Une œuvre, avouons-le, dont le choix de la mise en scène est plutôt
curieux mais qui au final intrigue pour les bonnes raisons. Déjà,
le réalisateur y convoquait notre plus grande actrice féminine
Isabelle Huppert, laquelle accepte de remonter six ans plus tard dans
l'étrange manège d'un cinéaste qui ne souffre d'aucune forme de
concession. Ou bien si peu. Car la seule à laquelle il accorde une
exception est de reprendre à son compte le roman de Robert Louis
Stevenson L'Étrange
Cas du docteur Jekyll et de M. Hyde
et d'en proposer la relecture la plus étonnante qui soit.
Lui
offrant une version toute féminine, c'est donc Isabelle Huppert qui
incarne le célèbre docteur. Mais ici, point de médecin. Pas d'alambiques, de tubes à essais ou de substances liquides, mais un
curieux laboratoire servant aux expériences d'une professeur de
biologie en mauvais termes avec ses élèves. L'actrice française
n'aura jamais paru aussi frêle. Isabelle Huppert n'aura jamais été aussi
évanescente sur grand écran. Blafarde, menue, et confronté à la
classe d'un lycée technique chargée en loups venus dévorer jour à
près jours la pauvre brebis égarée dans un monde où la violence
verbale cause autant de tort que la violence physique, généralement
beaucoup plus directe. Glissant peu à peu vers une pente dangereuse,
c'est pourtant un phénomène relevant du fantastique qui va
littéralement transformer Madame Géquil en madame Hyde le soir
venu.
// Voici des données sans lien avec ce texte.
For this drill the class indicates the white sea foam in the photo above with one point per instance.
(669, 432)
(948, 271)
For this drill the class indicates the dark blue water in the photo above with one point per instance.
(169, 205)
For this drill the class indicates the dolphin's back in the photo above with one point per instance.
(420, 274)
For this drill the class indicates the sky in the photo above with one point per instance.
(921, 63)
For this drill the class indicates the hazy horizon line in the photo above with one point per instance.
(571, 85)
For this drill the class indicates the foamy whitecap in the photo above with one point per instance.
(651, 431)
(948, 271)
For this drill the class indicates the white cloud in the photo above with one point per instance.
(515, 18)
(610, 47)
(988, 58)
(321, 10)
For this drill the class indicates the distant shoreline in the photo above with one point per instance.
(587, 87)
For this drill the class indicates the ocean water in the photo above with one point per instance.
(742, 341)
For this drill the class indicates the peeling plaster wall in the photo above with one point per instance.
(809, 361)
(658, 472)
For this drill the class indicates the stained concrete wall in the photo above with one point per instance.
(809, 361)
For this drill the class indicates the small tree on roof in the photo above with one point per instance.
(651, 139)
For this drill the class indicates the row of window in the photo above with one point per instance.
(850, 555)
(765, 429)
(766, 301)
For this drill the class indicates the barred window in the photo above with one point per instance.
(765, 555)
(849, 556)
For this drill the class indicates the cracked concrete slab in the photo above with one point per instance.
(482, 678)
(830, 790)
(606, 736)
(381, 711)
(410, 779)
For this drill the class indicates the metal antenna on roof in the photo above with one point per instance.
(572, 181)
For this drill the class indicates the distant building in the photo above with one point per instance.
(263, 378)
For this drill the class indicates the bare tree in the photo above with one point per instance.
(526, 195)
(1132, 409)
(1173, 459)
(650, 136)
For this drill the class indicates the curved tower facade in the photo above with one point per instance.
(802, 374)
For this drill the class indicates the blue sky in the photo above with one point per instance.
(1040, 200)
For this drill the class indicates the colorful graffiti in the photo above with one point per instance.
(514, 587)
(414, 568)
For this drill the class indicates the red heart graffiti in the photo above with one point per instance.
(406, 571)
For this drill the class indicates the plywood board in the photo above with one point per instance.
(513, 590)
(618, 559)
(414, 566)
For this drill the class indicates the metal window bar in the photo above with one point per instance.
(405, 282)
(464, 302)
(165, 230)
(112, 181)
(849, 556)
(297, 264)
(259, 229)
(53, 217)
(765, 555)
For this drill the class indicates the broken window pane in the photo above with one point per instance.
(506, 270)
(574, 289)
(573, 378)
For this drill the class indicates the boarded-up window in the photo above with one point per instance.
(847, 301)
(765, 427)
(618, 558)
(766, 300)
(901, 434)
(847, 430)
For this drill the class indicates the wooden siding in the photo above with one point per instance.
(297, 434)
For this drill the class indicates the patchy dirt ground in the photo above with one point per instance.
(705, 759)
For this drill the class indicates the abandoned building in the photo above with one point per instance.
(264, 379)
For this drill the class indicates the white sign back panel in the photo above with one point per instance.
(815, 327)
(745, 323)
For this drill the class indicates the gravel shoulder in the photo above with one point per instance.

Et là encore, Serge Bozon propose une relecture du mythe assez
curieuse puisque le pendant sombre de son héroïne n'a aucun
penchant pour le vice. Tout juste ce personnage effacé devient-il
l'arme contre laquelle la jeunesse actuelle ne pourra pas grand
chose. Prenant peu à peu confiance, Madame Géquil prend sous sa
coupe le jeune Malik, handicapé depuis la naissance, rejeté par ses
camarades, qu'elle tentera de convaincre des bienfaits de
l'éducation...
Madame Hyde
est une œuvre étrange. Qui ne remportera pas l'adhésion générale
mais qui provoquera sans doute quelques remous. Bénéficiant de la
personnalité de son auteur et de quelques grands interprètes
français tels que José Garcia (dont le rôle duquel fut à
l'origine pressenti Gérard Depardieu) ou Romain Duris, le
long-métrage de Serge Bozon est une œuvre bicéphale entre réalisme
et fantastique.
Le
réalisme est évoqué à travers ces longues scènes d'enseignement
patiemment inculquées à des élèves d'abord réfractaires
montrant les difficiles conditions dans lesquelles sont désormais
contraints de travailler les enseignants. Le fantastique, lui,
intervient de manière ponctuelle, à travers quelques effets visuels
qui, s'il ne sont pas totalement bluffants, permettent une bonne
compréhension des événements. Le film est porté par
l'interprétation de son héroïne, ainsi que par le jeune Adda
Senani qui dans le rôle de Malik incarne à merveille c'est frange
de l'adolescence apparaissant au départ irrécupérable mais que la
passion d'une enseignante pour son métier parviendra à faire
pencher du bon côté de la balance. Si le film apparaît parfois
rigide, il recèle également quelques jolis moments tranchant
radicalement avec la torpeur dont semble parfois être la victime le
scénario. José Garcia, si peu sollicité soit-il, est un compagnon
touchant. Romain Duris, sous ses airs de proviseur 'perché'
reflète cette nouvelle forme de démagogie qui pourrit tout sur son
passage tout en demeurant juste à quelques occasions envers une
Madame Géquil ne renonçant jamais à ce pour quoi elle a choisit
d'enseigner. Mais ce qui marque avant tout, c'est la relation
élève-professeur que vont entretenir l'enseignante et Malik. Si le
contexte est parfois étrange, Serge Bozon dresse finalement le
bilan relativement classique des conditions pénibles dans lesquelles
sont contraints de travailler les enseignants. Mais avec cette forme
extraordinaire qui empêche toute appréciation subjective. Une très bonne
surprise...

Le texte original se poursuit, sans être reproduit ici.